CIL is generated by compilers targeting platforms such as Visual Studio and consumed by runtimes like Common Language Runtime and CoreCLR. During deployment, binaries in formats like Portable Executable are loaded by loaders implemented in projects such as Mono and CoreRT; just-in-time compilation transforms CIL to native code using backends from vendors including Intel and AMD. Ahead-of-time compilation options appear in toolchains from Microsoft and community projects integrated into CI systems like Jenkins and Azure DevOps. Runtime services include garbage collection strategies influenced by research from Microsoft Research and IBM, profiling APIs consumed by tools such as JetBrains dotTrace and PerfView.
A broad ecosystem surrounds CIL, including compilers and toolchains like Roslyn, decompilers such as ILSpy, commercial tools from JetBrains, and package management via NuGet. Debuggers in environments like Visual Studio, inspectors in WinDbg, analyzers from SonarSource, and continuous integration systems including Azure DevOps and GitHub Actions work with CIL artifacts. Interpreters and alternative runtimes such as Mono and CoreCLR enable cross-platform development on platforms maintained by Canonical (company), Red Hat, and Apple Inc.. Language implementations from vendors like Microsoft, community projects under Apache Software Foundation, and research prototypes in institutions such as MIT and Stanford University extend the tooling set.

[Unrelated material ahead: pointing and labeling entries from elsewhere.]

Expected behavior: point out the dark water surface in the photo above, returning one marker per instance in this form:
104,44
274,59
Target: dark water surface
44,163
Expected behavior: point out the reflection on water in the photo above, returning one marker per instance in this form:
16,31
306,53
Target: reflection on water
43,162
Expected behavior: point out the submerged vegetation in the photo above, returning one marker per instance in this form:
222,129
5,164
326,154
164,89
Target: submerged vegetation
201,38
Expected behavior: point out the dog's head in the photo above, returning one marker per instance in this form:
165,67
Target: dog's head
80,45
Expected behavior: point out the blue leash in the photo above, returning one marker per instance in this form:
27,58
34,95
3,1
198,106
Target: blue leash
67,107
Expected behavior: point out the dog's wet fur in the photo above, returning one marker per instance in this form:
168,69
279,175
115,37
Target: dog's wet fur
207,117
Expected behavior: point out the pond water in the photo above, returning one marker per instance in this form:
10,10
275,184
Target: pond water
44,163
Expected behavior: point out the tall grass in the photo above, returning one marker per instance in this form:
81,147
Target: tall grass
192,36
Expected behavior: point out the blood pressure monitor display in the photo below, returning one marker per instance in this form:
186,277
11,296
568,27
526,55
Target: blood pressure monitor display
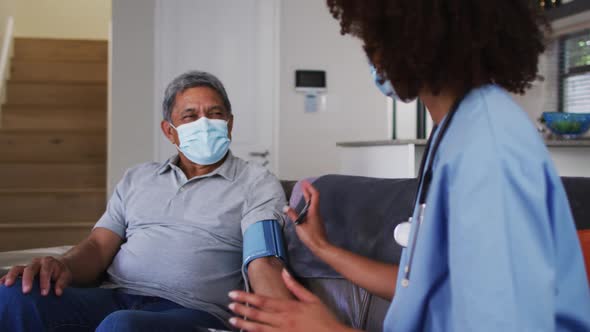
310,79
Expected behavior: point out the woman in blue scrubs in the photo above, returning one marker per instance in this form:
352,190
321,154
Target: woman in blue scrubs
492,245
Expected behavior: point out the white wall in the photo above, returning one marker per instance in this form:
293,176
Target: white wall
7,8
77,19
310,39
131,124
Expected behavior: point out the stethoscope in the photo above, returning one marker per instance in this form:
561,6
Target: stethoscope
402,231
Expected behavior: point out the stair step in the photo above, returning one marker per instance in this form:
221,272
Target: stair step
42,117
19,236
60,50
46,71
64,146
47,206
89,94
45,176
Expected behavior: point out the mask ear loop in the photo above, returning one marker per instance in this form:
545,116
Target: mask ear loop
171,125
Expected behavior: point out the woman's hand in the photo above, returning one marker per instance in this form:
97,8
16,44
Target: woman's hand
311,230
268,314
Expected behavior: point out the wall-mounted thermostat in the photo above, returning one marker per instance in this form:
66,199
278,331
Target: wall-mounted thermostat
310,80
313,84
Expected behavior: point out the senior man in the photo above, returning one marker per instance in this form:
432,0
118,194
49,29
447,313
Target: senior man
170,241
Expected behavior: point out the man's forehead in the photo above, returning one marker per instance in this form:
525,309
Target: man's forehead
198,97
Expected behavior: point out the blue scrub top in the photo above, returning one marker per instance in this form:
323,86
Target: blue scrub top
498,249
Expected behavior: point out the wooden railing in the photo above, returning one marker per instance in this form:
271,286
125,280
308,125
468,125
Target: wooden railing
5,55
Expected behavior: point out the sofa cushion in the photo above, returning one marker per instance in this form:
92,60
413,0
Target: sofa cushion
584,236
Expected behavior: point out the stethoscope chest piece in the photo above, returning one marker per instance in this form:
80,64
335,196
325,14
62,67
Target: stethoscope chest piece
401,233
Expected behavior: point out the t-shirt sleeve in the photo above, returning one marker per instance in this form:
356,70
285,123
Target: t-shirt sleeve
113,218
265,201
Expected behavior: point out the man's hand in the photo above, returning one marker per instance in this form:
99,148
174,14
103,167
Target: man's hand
271,314
48,268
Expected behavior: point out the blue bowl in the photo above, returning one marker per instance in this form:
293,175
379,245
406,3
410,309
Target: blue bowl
567,125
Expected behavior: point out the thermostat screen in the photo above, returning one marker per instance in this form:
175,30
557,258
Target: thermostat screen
310,79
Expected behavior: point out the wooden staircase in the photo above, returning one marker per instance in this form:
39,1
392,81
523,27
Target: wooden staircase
53,143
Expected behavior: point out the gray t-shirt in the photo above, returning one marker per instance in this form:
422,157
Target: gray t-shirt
183,238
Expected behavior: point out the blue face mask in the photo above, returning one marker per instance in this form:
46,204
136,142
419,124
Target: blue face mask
385,85
204,141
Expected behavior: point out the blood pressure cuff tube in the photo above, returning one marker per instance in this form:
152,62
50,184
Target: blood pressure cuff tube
263,239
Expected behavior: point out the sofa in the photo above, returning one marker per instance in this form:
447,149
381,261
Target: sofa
360,214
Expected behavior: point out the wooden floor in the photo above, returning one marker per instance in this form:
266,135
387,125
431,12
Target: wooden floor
53,143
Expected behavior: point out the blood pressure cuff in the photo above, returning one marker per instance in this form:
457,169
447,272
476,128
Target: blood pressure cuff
263,239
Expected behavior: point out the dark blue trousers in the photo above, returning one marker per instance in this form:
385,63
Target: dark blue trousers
95,309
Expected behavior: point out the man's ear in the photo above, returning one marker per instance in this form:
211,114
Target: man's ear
168,131
230,125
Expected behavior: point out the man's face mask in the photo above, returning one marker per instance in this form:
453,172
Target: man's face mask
385,85
204,141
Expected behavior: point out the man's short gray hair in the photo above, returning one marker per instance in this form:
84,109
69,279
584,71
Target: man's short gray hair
192,79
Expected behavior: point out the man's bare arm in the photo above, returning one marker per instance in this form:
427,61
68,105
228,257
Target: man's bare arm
83,264
90,258
265,278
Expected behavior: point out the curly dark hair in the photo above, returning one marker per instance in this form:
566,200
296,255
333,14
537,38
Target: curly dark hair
450,44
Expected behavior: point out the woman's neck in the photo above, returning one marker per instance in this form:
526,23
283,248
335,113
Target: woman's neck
438,105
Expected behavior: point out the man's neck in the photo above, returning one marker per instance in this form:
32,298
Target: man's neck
192,170
438,105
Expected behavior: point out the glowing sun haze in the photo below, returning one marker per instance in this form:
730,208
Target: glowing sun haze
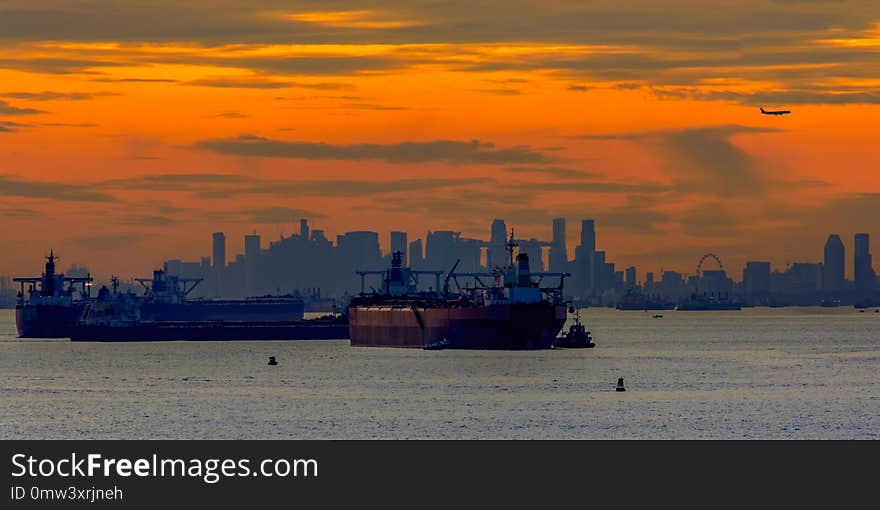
130,131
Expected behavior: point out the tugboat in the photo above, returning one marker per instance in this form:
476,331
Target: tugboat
577,336
51,305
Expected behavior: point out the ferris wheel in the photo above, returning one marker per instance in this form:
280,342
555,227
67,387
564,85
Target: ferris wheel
706,257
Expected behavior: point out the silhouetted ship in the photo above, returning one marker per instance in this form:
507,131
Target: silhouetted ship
51,304
126,317
699,303
513,312
577,336
634,301
166,300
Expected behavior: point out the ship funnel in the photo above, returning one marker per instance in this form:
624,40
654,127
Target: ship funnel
524,276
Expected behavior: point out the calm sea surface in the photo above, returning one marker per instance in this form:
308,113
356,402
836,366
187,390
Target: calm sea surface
759,373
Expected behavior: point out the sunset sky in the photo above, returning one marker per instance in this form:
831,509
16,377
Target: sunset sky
131,130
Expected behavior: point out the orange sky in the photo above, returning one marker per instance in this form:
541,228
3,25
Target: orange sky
129,135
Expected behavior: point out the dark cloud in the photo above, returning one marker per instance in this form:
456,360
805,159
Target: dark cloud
174,182
704,159
341,188
278,215
53,65
554,171
54,96
265,83
8,109
135,80
232,115
587,187
373,106
777,97
15,186
501,92
444,151
69,124
19,212
240,83
145,220
8,126
112,241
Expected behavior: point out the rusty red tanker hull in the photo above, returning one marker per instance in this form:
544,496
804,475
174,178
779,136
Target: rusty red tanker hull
422,324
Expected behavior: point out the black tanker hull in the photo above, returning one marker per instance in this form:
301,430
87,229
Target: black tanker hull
511,327
46,321
313,329
226,310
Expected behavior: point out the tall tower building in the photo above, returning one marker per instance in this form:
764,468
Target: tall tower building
834,267
862,264
588,235
496,253
219,251
558,251
219,262
251,263
416,255
398,243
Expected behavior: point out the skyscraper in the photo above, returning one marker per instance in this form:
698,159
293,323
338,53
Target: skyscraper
834,267
219,251
398,243
496,253
558,251
862,263
588,234
251,263
756,282
584,270
416,255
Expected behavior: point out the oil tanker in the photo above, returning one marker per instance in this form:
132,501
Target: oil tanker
511,312
115,316
51,304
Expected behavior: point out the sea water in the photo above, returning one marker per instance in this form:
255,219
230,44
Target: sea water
792,373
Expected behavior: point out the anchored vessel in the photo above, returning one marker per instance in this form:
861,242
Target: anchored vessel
56,306
126,317
577,336
513,312
51,304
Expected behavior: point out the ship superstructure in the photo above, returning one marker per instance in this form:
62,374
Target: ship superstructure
506,308
50,304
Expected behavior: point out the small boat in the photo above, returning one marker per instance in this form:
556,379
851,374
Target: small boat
577,336
437,346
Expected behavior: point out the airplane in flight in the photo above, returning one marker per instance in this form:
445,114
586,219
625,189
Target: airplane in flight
775,112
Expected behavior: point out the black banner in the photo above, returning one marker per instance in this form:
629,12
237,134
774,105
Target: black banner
255,474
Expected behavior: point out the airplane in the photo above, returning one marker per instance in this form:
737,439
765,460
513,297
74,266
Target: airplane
775,112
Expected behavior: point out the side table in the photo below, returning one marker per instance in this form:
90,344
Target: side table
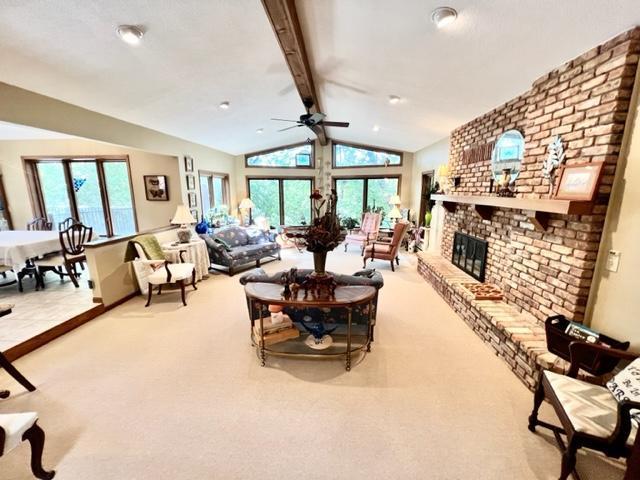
196,253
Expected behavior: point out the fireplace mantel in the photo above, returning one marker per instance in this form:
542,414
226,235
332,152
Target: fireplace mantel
536,209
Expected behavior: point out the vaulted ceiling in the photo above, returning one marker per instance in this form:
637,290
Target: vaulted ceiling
196,54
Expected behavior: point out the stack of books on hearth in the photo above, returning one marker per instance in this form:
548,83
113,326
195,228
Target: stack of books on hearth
275,332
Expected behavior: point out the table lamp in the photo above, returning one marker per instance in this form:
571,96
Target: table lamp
395,214
245,207
183,218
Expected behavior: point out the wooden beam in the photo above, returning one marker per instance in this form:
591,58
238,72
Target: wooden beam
284,20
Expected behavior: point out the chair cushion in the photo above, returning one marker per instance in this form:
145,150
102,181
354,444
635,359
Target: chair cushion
590,408
179,271
14,426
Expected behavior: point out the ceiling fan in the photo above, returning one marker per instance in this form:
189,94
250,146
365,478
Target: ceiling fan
314,121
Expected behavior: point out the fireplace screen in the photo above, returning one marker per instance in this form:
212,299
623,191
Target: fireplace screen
470,255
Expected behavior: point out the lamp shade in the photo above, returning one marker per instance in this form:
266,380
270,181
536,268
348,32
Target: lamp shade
395,213
246,203
395,200
182,216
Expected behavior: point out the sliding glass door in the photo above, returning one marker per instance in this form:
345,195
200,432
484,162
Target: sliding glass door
284,201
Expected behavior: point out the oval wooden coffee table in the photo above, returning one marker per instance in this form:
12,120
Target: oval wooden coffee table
348,338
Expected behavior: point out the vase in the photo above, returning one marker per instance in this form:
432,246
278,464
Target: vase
319,263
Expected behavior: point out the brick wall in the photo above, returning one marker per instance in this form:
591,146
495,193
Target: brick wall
586,102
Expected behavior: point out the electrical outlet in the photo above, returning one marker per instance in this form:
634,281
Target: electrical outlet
613,260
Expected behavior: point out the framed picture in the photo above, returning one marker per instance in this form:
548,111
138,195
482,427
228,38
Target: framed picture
579,182
191,182
193,200
188,163
156,188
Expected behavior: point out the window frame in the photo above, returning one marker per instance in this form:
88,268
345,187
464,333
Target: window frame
281,191
364,147
365,186
225,187
311,166
36,195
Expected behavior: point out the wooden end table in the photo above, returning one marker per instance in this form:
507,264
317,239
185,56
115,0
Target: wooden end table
346,339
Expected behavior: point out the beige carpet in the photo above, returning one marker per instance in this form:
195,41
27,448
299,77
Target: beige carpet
170,392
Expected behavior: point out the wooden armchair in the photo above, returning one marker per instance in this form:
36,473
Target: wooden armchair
590,415
387,249
368,232
19,427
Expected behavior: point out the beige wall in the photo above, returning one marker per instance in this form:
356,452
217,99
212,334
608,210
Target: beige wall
28,108
323,172
150,214
615,299
425,160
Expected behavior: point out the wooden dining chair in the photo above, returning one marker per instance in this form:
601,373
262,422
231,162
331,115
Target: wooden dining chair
66,223
39,223
72,242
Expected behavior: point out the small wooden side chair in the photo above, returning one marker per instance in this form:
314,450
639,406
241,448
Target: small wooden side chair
19,427
590,415
39,224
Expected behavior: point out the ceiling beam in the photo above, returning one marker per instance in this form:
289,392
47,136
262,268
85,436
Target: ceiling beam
284,20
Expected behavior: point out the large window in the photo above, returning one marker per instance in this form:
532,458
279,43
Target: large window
214,190
95,191
356,195
284,201
291,156
348,156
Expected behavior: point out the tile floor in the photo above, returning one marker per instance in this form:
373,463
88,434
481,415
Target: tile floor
35,312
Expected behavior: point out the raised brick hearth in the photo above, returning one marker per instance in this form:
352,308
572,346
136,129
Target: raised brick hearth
517,337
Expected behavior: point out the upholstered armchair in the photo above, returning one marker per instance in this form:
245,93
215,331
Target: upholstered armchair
387,249
368,231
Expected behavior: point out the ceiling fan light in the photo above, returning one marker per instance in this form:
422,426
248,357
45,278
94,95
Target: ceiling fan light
443,16
130,34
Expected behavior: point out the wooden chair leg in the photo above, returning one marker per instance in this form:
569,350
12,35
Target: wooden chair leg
68,267
538,398
182,292
149,295
35,436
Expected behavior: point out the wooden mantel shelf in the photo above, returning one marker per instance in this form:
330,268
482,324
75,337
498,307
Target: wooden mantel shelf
537,209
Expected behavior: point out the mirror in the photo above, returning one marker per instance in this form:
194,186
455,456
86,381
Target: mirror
508,153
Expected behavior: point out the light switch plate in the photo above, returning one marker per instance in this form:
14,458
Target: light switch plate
613,260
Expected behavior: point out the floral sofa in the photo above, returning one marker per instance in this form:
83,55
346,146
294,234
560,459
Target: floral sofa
360,313
234,246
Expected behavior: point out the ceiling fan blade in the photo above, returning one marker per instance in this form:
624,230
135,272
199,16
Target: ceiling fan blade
285,120
334,124
289,128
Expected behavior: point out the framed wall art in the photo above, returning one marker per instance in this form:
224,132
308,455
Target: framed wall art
579,182
156,188
193,200
188,163
191,182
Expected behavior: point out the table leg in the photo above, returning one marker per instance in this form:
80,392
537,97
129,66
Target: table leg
350,309
13,371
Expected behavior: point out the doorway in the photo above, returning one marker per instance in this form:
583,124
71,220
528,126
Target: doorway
425,195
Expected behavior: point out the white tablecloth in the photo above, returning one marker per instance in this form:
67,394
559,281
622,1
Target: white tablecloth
17,246
196,253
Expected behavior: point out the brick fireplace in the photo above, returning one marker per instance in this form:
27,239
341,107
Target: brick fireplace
543,269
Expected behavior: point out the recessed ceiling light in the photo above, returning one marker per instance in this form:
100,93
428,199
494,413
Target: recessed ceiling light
130,34
443,16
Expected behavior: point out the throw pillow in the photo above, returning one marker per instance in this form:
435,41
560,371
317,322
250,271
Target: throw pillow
626,386
226,246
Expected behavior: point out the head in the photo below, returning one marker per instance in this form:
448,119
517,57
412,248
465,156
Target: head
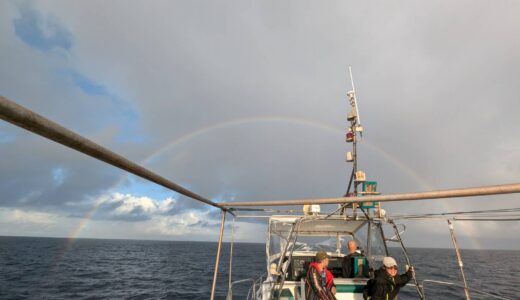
390,266
352,246
322,258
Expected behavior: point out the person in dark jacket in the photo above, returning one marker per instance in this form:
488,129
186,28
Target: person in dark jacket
319,280
354,264
386,282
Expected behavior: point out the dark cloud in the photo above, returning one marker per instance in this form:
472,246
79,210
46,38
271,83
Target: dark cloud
435,82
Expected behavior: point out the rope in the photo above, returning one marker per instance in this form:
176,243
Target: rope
231,257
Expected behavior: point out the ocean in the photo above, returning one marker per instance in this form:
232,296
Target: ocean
54,268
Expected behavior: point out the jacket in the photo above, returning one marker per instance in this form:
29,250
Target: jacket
316,288
385,287
348,266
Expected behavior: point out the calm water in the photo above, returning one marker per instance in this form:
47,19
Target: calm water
43,268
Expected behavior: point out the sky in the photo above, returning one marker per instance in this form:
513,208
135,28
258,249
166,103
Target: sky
246,100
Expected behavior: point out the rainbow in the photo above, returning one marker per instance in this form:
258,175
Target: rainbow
237,122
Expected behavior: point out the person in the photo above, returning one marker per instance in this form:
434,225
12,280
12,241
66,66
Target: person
386,282
354,264
319,280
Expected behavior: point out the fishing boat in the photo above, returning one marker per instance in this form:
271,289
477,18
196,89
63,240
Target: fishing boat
295,236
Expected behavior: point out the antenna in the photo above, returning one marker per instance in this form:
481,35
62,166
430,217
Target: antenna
354,94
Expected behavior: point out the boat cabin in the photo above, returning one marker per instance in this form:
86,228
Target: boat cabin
293,242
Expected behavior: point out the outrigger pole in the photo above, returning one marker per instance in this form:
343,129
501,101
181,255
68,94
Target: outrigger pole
20,116
441,194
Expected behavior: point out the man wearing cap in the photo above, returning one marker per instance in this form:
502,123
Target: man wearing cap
354,264
320,281
386,283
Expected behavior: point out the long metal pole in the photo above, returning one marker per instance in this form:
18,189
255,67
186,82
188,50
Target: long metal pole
453,193
217,259
408,261
25,118
459,258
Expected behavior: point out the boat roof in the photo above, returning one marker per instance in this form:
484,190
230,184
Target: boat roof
316,225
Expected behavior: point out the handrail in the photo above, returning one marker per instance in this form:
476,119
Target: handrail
230,292
461,286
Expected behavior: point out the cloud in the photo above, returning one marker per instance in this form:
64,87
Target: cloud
436,88
39,32
131,208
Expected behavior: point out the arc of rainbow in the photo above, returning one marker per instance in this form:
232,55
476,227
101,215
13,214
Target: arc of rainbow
204,130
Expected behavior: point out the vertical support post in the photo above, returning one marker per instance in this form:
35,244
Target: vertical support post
217,259
459,258
407,258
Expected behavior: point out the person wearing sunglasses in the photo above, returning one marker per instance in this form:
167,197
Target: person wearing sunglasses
386,282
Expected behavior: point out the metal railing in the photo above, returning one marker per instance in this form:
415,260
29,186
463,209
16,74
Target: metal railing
462,287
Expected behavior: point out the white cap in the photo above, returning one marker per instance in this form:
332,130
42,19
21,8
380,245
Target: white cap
389,262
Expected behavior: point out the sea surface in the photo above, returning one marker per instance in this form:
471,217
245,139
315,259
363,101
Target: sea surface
53,268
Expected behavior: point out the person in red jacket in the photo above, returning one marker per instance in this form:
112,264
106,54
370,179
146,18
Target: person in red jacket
319,280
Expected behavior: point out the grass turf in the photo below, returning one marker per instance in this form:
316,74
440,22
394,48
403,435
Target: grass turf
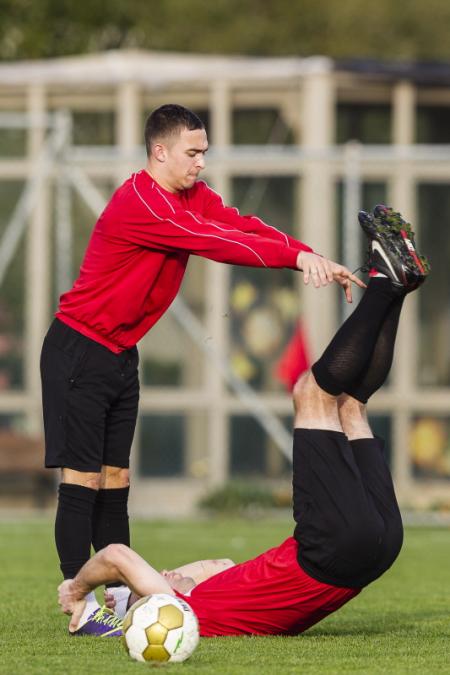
399,624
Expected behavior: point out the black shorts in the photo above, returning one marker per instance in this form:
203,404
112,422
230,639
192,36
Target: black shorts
349,527
90,400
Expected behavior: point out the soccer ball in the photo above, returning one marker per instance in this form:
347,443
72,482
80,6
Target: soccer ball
160,627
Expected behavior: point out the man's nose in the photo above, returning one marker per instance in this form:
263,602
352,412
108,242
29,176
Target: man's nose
200,163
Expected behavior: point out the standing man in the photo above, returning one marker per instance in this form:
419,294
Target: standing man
131,272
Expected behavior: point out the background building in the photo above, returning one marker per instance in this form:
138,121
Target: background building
304,143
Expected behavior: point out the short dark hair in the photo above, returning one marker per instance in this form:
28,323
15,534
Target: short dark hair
167,120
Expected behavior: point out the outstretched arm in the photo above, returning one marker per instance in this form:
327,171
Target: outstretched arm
116,562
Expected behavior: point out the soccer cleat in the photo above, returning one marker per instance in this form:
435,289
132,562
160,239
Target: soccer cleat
392,249
101,623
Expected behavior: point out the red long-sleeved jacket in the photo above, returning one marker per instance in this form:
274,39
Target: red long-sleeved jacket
138,252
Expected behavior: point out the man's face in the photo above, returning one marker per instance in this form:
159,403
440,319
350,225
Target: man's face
180,158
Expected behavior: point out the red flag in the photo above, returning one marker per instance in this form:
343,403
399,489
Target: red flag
294,360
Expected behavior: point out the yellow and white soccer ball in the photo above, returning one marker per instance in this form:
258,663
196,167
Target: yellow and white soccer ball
160,627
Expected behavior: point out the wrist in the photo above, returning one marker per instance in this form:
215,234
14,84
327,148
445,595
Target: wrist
79,589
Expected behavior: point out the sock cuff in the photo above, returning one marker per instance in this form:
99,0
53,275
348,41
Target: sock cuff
80,493
324,380
112,495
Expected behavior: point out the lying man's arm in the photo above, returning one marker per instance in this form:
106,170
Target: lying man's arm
116,562
200,570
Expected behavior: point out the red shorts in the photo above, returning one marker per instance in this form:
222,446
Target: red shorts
268,595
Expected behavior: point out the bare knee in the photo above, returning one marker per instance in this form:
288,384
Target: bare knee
88,479
114,477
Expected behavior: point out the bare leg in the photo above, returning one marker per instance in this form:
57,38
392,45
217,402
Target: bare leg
353,417
314,408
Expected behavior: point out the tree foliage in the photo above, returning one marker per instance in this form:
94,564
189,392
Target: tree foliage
412,29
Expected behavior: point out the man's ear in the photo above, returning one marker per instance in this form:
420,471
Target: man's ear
159,152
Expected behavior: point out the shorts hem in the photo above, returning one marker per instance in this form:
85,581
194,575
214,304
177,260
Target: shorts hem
323,579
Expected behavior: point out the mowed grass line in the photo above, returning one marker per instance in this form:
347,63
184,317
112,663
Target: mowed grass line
400,624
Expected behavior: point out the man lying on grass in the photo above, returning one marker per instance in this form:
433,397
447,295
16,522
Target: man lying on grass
348,526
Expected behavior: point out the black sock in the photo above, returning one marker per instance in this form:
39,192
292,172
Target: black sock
110,520
381,361
348,355
73,527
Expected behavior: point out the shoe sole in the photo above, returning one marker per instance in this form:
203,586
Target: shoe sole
380,255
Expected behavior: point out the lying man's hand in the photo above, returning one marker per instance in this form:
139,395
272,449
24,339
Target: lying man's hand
323,272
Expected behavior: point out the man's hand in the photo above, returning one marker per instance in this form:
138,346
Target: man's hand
70,602
323,272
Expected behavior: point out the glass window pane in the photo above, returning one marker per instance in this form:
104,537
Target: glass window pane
430,447
252,451
364,123
434,300
260,126
161,445
173,444
13,142
12,297
433,124
93,128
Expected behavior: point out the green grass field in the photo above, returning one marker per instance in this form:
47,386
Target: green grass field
400,624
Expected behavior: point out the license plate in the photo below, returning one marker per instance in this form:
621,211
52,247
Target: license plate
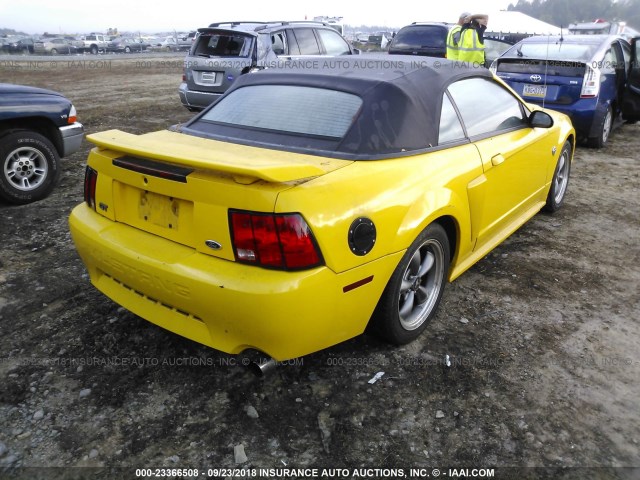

CIL includes verification rules specified by ECMA International enforced by runtimes such as Common Language Runtime and CoreCLR to ensure type safety and reduce vulnerabilities examined by organizations like OWASP and CERT. Code access security models introduced by Microsoft and later modified in .NET Core impacted how signatures and strong names from authorities such as VeriSign were used. Static analysis and formal methods from labs at Microsoft Research, MIT, and ETH Zurich inform verifiers and tools like FxCop and analyzers in SonarQube and Coverity. Security incidents and response practices involve vendors such as Microsoft Security Response Center and standards bodies like ISO/IEC.
CIL's platform-agnostic specification allowed implementations on platforms including Windows NT, Linux, and macOS via projects like Mono and Xamarin. Interop layers enable calling native libraries such as those from Microsoft Windows API and cross-language bridges employed in frameworks like Qt and Electron (software) when integrating GUIs from Windows Presentation Foundation or GTK+. Academic and commercial ports target hardware architectures supported by Intel, AMD, ARM Limited, and cloud providers including Amazon Web Services, Microsoft Azure, and Google Cloud Platform. Community standards and interoperability testing involve organizations such as ECMA International, ISO/IEC, and consortia including Linux Foundation.